Er geldt niet één percentage over het gehele inkomen. Elk huishouden dient een percentage van het minimumloon bij te dragen en huishoudens met een inkomen boven het minimumloon, dienen daarenboven nog een (ander) percentage van hun inkomen boven het minimumloon bij te dragen, Als de standaardpremie hoger is dan het bedrag dat het huishouden dient bij te dragen, wordt het verschil gecompenseerd via de zorgtoeslag.

X Noot
14

Het bedrag bij belastingen in figuur 6 is anders berekend dan in eerdere begrotingen. In eerdere begrotingen werd in belastingen alleen de dekking van de zorgtoeslag en de rijksbijdragen meegenomen. In de begroting 2015 is ook de overheveling naar gemeenten meegenomen.
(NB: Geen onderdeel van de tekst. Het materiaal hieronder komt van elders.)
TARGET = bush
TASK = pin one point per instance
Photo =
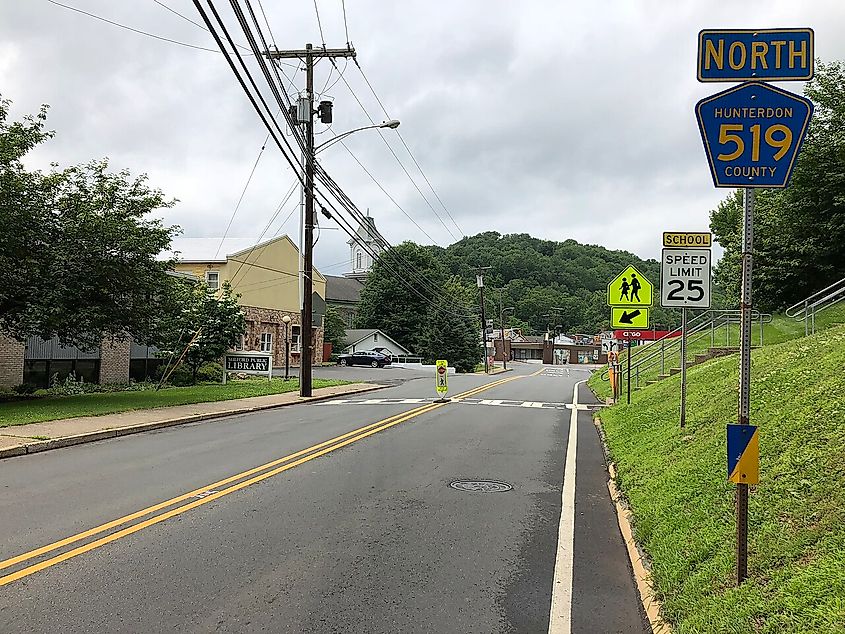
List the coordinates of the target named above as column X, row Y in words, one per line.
column 210, row 372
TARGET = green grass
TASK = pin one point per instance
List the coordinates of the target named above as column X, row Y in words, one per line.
column 97, row 404
column 779, row 330
column 683, row 506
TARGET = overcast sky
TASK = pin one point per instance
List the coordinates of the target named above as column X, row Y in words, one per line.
column 562, row 120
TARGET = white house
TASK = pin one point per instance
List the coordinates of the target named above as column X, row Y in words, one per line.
column 373, row 339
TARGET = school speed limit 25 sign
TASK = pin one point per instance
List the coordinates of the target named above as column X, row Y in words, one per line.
column 685, row 278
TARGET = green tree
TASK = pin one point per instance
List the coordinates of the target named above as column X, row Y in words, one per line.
column 799, row 231
column 334, row 329
column 206, row 327
column 452, row 335
column 78, row 250
column 387, row 302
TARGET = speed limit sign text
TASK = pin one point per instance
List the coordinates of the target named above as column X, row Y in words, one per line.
column 685, row 278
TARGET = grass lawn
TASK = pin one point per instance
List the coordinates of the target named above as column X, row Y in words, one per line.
column 779, row 330
column 683, row 506
column 57, row 407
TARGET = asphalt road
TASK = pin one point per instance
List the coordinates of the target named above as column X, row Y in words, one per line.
column 229, row 525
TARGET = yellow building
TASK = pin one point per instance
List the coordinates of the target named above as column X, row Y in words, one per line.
column 266, row 278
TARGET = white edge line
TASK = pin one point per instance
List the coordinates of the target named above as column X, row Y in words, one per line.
column 560, row 616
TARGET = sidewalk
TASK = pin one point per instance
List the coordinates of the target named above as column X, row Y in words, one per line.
column 35, row 437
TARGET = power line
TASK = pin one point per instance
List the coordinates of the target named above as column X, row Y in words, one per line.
column 243, row 192
column 345, row 26
column 398, row 160
column 408, row 149
column 134, row 30
column 319, row 24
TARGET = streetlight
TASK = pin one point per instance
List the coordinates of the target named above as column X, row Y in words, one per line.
column 502, row 312
column 307, row 196
column 286, row 322
column 392, row 124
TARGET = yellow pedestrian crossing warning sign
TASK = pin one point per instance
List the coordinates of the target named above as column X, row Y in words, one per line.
column 630, row 289
column 630, row 318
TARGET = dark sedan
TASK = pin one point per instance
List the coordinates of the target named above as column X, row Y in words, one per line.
column 365, row 357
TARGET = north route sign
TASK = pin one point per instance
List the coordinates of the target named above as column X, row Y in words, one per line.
column 752, row 134
column 630, row 289
column 755, row 54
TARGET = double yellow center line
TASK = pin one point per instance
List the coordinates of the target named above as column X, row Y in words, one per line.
column 211, row 492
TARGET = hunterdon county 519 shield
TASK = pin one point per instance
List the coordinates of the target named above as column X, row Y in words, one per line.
column 752, row 134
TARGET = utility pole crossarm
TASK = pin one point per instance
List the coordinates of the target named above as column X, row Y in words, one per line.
column 317, row 52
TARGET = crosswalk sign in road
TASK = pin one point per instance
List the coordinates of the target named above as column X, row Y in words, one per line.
column 441, row 380
column 630, row 318
column 630, row 289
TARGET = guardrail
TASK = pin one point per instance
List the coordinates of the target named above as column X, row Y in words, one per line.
column 807, row 308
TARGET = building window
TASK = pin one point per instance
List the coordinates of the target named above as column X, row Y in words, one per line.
column 212, row 280
column 266, row 342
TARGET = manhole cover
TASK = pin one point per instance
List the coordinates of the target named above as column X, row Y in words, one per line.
column 481, row 486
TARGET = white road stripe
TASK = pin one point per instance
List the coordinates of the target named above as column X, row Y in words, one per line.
column 560, row 617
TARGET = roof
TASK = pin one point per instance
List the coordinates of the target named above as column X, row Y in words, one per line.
column 343, row 289
column 354, row 335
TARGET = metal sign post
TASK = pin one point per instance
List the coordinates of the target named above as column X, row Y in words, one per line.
column 752, row 135
column 683, row 366
column 744, row 379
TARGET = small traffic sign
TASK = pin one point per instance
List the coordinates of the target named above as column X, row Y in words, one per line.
column 743, row 454
column 685, row 278
column 752, row 134
column 441, row 381
column 631, row 318
column 630, row 288
column 755, row 54
column 688, row 239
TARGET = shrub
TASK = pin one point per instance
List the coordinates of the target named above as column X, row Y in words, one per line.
column 210, row 372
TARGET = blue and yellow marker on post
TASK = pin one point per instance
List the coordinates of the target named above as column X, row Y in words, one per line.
column 743, row 454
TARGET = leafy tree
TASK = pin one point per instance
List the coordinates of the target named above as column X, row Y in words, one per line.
column 334, row 329
column 206, row 327
column 799, row 231
column 78, row 250
column 452, row 335
column 389, row 305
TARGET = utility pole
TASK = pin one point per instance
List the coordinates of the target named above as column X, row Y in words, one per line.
column 479, row 279
column 307, row 347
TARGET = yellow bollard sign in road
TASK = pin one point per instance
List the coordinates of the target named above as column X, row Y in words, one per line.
column 441, row 380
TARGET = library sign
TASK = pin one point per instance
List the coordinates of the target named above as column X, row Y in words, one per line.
column 248, row 363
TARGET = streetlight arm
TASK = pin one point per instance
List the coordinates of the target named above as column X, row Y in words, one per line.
column 392, row 124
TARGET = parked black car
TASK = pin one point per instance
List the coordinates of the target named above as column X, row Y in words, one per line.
column 365, row 357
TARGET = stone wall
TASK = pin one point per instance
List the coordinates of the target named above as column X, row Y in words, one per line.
column 114, row 361
column 11, row 361
column 268, row 320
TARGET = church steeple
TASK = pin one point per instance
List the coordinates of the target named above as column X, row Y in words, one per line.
column 361, row 246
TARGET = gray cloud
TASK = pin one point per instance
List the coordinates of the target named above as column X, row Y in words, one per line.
column 559, row 120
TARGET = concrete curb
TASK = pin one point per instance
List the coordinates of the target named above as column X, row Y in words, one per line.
column 68, row 441
column 642, row 575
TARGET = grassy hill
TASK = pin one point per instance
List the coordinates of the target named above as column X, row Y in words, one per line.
column 676, row 483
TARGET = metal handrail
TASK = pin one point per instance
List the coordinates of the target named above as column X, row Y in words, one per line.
column 806, row 311
column 697, row 325
column 805, row 303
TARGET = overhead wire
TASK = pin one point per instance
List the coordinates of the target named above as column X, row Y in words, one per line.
column 134, row 30
column 398, row 160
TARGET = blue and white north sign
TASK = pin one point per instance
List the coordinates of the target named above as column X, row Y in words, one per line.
column 752, row 134
column 755, row 54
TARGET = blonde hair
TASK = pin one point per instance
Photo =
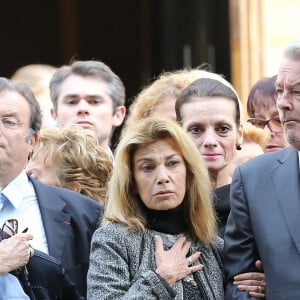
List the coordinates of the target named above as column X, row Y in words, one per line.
column 36, row 76
column 74, row 154
column 168, row 84
column 123, row 204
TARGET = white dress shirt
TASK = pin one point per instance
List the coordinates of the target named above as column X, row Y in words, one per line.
column 24, row 207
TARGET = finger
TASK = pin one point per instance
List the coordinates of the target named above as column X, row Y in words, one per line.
column 195, row 268
column 179, row 243
column 257, row 295
column 27, row 236
column 249, row 282
column 159, row 247
column 259, row 265
column 31, row 251
column 191, row 259
column 186, row 247
column 250, row 276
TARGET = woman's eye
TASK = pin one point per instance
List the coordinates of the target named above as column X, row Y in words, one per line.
column 223, row 129
column 172, row 163
column 147, row 168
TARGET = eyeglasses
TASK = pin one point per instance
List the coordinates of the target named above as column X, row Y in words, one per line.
column 10, row 123
column 274, row 123
column 9, row 228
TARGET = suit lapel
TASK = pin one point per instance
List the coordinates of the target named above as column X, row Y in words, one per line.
column 285, row 176
column 56, row 222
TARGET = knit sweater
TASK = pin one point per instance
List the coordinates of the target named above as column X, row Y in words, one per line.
column 122, row 266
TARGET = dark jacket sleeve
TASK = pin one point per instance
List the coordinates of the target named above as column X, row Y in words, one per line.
column 46, row 279
column 240, row 252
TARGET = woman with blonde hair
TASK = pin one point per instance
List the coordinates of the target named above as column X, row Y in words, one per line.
column 158, row 239
column 70, row 157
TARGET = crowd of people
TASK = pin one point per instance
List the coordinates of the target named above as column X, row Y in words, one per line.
column 197, row 201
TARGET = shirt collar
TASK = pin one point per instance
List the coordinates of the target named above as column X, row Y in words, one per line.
column 17, row 188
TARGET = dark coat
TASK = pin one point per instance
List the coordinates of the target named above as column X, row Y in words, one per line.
column 47, row 280
column 70, row 220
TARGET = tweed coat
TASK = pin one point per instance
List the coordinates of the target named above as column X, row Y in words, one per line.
column 122, row 266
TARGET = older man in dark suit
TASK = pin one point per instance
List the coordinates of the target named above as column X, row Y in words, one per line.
column 265, row 202
column 61, row 221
In deze begroting is er voor gekozen om in de post belastingen de dekking mee te nemen van alle begrotingsgefinancierde posten (rijksbijdragen, BIKK, zorgtoeslag, BKZ-relevante uitgaven op de VWS begroting en de Wmo/Jeugd-uitgaven binnen het BKZ). In figuur 6 zijn de Wlz-premies opgenomen die over 2015 respectievelijk 2016 moeten worden betaald, maar deels in latere jaren kasmatig betaald worden. Hiervoor is gekozen, omdat als zou worden aangesloten bij de premies in tabel 17 en 18 nog een aantal jaren AWBZ-premies zouden moeten worden getoond.